The above may be readily dismissed as a glib attempt by the author to demonstrate what many already know about international law, to wit, that a lack of enforcement mechanisms renders it, at best, a weak system of law—a point acknowledged expressly by Sir Hersch Lauterpacht, amongst others. But this elides a more serious point, namely that the attitude of Nicaragua in the Border Area case represents the most serious challenge to the legitimacy of the ICJ on the question of provisional measures since the behaviour of the US in LaGrand, and that a refusal to act will diminish the Court in the eyes of the international community, a point made by counsel for Costa Rica in the most recent oral proceedings (CR 2013/24, para 33 (Crawford)). The Court itself likely also appreciates this fact, as demonstrated by its threat to Nicaragua in its Order of 16 July 2013.

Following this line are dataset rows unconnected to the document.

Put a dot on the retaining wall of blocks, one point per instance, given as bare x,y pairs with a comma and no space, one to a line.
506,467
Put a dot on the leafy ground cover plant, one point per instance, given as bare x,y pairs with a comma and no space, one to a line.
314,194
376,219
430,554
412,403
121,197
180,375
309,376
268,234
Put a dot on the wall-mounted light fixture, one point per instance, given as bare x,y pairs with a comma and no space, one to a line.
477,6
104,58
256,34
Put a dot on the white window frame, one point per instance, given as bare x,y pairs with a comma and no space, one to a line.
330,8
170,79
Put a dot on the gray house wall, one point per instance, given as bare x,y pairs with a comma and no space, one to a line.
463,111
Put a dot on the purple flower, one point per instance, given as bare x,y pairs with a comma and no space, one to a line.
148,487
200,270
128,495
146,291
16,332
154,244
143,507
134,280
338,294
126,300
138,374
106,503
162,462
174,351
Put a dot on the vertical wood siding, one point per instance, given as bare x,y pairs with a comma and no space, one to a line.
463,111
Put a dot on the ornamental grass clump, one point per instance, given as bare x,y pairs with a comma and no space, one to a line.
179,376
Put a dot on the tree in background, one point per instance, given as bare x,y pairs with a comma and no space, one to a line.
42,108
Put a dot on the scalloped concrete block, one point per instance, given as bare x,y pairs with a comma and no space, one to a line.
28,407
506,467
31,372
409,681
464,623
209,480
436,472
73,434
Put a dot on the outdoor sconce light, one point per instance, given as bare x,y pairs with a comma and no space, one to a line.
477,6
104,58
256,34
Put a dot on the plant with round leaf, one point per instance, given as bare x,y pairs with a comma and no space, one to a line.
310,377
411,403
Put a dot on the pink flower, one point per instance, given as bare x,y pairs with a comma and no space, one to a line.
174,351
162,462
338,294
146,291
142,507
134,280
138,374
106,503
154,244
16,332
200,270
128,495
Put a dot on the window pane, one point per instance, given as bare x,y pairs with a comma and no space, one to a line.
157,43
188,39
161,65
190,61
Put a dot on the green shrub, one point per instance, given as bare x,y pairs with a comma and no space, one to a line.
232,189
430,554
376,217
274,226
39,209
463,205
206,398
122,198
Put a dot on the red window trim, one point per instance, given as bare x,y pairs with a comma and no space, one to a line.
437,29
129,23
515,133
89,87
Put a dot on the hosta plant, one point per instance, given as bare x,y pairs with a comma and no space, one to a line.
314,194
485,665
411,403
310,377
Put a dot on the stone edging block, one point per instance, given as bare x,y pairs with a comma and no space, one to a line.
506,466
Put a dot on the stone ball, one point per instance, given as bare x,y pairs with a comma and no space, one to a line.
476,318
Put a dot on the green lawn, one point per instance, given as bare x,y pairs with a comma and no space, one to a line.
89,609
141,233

What then, should the Court do, in the event that it finds that sufficient evidence exists to determine that its Order of 8 March 2011 has (again) been breached? The author is of the view that the Court has little choice but identify the breach and accede to the Costa Rican request for further interim relief—or such further interim relief as it sees fit per Article 76(2) of its Rules. If further breaches follow, then the Court make good on its ultimatum, and cause Nicaragua’s conduct to be reflected adversely in its judgment on the merits. Beyond that point, it is uncertain what should result, but at the very least, to do otherwise on the facts as presented would be to demonstrate that LaGrand was little more than an empty threat and to—not unfairly—give rise to the exclamation ‘provisional measures are binding—so what?’ And more than that, such a course of action would have the effect of demonstrating the true meaning of the whole conundrum reflected on Catch-22 (Catch-22, 467):

‘Catch 22,’ the old woman repeated, rocking her head up and down. ‘Catch-22. Catch-22 says they have a right to do anything we can’t stop them from doing.’